Note: This bug is displayed in read-only format because the product is no longer active in Red Hat Bugzilla.
For bugs related to Red Hat Enterprise Linux 3 product line. The current stable release is 3.9. For Red Hat Enterprise Linux 6 and above, please visit Red Hat JIRA https://issues.redhat.com/secure/CreateIssue!default.jspa?pid=12332745 to report new issues.

Bug 102535

Summary: hang in ptrace for gdb traceback
Product: Red Hat Enterprise Linux 3 Reporter: John Reiser <jreiser>
Component: kernelAssignee: Roland McGrath <roland>
Status: CLOSED ERRATA QA Contact: Brian Brock <bbrock>
Severity: medium Docs Contact:
Priority: medium    
Version: 3.0CC: mingo, petrides, roland
Target Milestone: ---   
Target Release: ---   
Hardware: athlon   
OS: Linux   
Whiteboard:
Fixed In Version: Doc Type: Bug Fix
Doc Text:
Story Points: ---
Clone Of: Environment:
Last Closed: 2004-04-16 22:09:19 UTC Type: ---
Regression: --- Mount Type: ---
Documentation: --- CRM:
Verified Versions: Category: ---
oVirt Team: --- RHEL 7.3 requirements from Atomic Host:
Cloudforms Team: --- Target Upstream Version:
Embargoed:
Bug Depends On:    
Bug Blocks: 101028    
Attachments:
Description Flags
tail of output from "strace gdb my_app"
none
last two processes shown by Alt+SysRq+t
none
portable testcase which hangs system when run under gdb none

Description John Reiser 2003-08-16 21:05:22 UTC
From Bugzilla Helper:
User-Agent: Mozilla/5.0 (X11; U; Linux i686; en-US; rv:1.0.0) Gecko/20020529

Description of problem:
The system hangs when asking gdb for a particular traceback while running a
particular process.  Both from X11/Gnome desktop and from console virtual
terminal, there is no response to keyboard input, including <CTRL>C, attempts to
switch virtual terminal using <CTRL><ALT><Fn>, <CTRL><ALT><DEL>, and any
combination of <SHIFT> <CTRL> <ALT> <SysRq [PrintScreen]>.  The system does
repond to a ping from eth0, but not to ssh login (and sshd is running and has
responded before.)

Version-Release number of selected component (if applicable):
kernel-2.4.21-1.1931.2.393.ent.athlon.rpm

How reproducible:
Always

Steps to Reproduce:
1. Boot taroon, up2date as of 2003-08-16 0400 GMT (2100 PDT Friday).
2. Invoke gdb on proprietary application, plant breakpoint, run application, hit
breakpoint several times, ask for traceback "bt".
3.
    

Actual Results:  No response to keyboard.  Does respond to ping, but not to ssh
login. On virtual console, screensaver timeout does activate [blanks screen],
and screen cannot be restored by pressing any key.  Must hardware reset and reboot.

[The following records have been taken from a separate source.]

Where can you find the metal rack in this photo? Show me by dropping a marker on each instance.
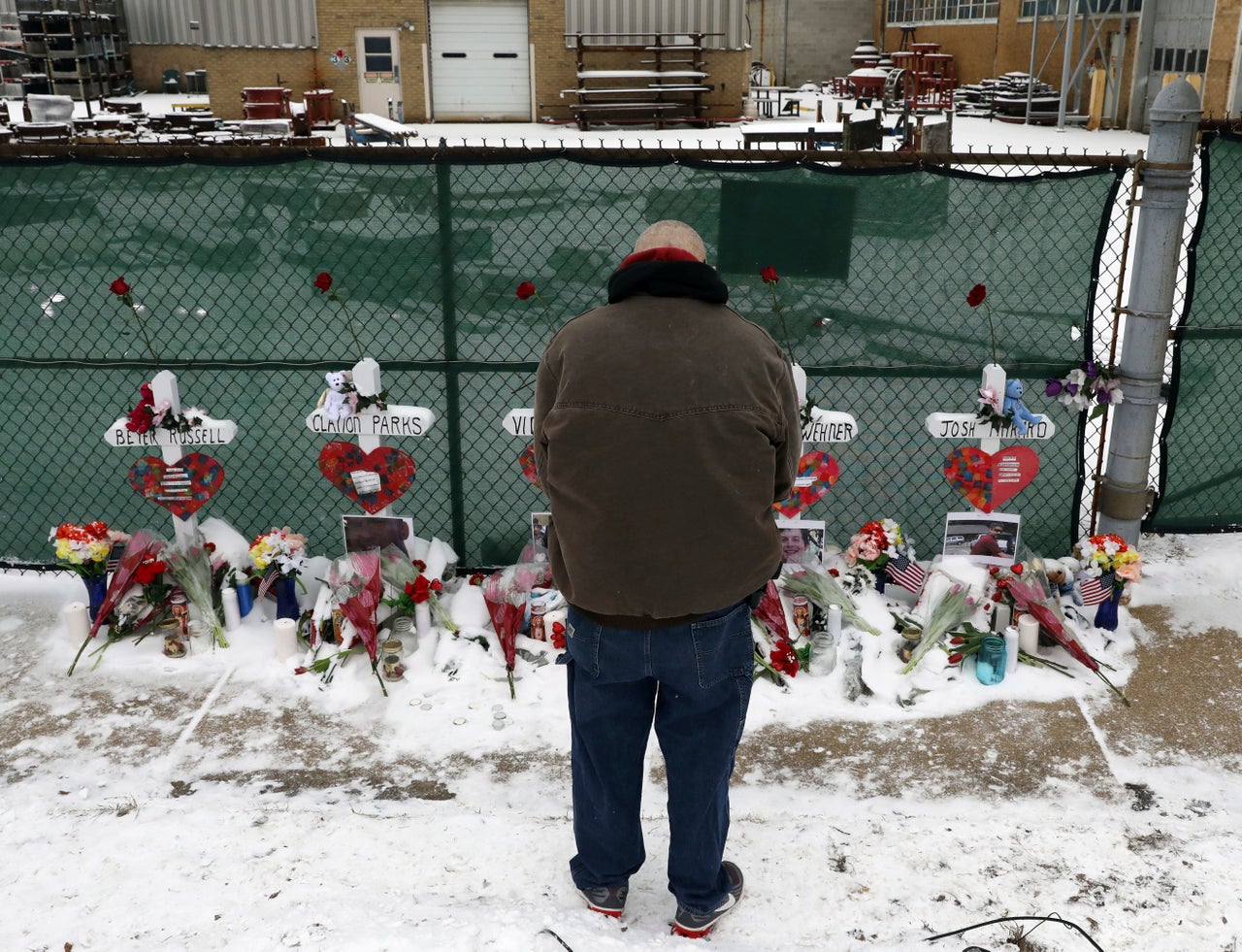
(75, 48)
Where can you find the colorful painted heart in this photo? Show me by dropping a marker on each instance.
(990, 478)
(527, 461)
(374, 478)
(816, 473)
(181, 487)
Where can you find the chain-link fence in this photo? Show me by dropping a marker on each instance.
(1200, 474)
(876, 256)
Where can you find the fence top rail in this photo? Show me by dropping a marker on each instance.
(444, 153)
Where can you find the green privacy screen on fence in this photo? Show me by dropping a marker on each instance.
(1201, 472)
(427, 253)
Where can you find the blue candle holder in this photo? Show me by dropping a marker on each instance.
(990, 660)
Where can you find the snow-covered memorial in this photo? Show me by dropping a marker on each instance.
(854, 614)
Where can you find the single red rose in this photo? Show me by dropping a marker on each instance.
(421, 590)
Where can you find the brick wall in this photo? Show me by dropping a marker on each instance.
(230, 70)
(1221, 58)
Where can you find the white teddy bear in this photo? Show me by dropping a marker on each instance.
(340, 399)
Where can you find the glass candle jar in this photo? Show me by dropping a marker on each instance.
(990, 660)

Expected Results:  Ordinary traceback from gdb.


Additional info:

I also tried running "strace gdb my_app" on a text virtual console,
and was able to type the last 8 lines into another system;  see attachment. 

I didn't do anything special to activate SysRq, so please tell me if I need to
do something here.

Comment 1 John Reiser 2003-08-16 21:07:28 UTC
Created attachment 93686 [details]
tail of output from "strace gdb my_app"

The underscore '_' on the last line marks the position of the text cursor.

[Hand typed from screen, but believed accurate.]

Comment 3 Roland McGrath 2003-08-18 22:00:41 UTC
We will not be able to debug this without a test case that we can try ourselves.
Please try to reproduce the problem without requiring your proprietary binaries.

Comment 4 John Reiser 2003-08-18 22:14:18 UTC
While I try to prepare a portable testcase, please say whether SysRq (activated
by me) would be helpful, and how to do so before I cause the hang.


Comment 5 Roland McGrath 2003-08-18 22:28:15 UTC
Do not make state changes to bug reports, please.

Seeing the dump from SysRq-T may be helpful.  If SysRq handling is enabled
(verify by using it before invoking the bug) then it tells us something whether
it works in the wedge state or not.
You might also try booting with nmi_watchdog=1.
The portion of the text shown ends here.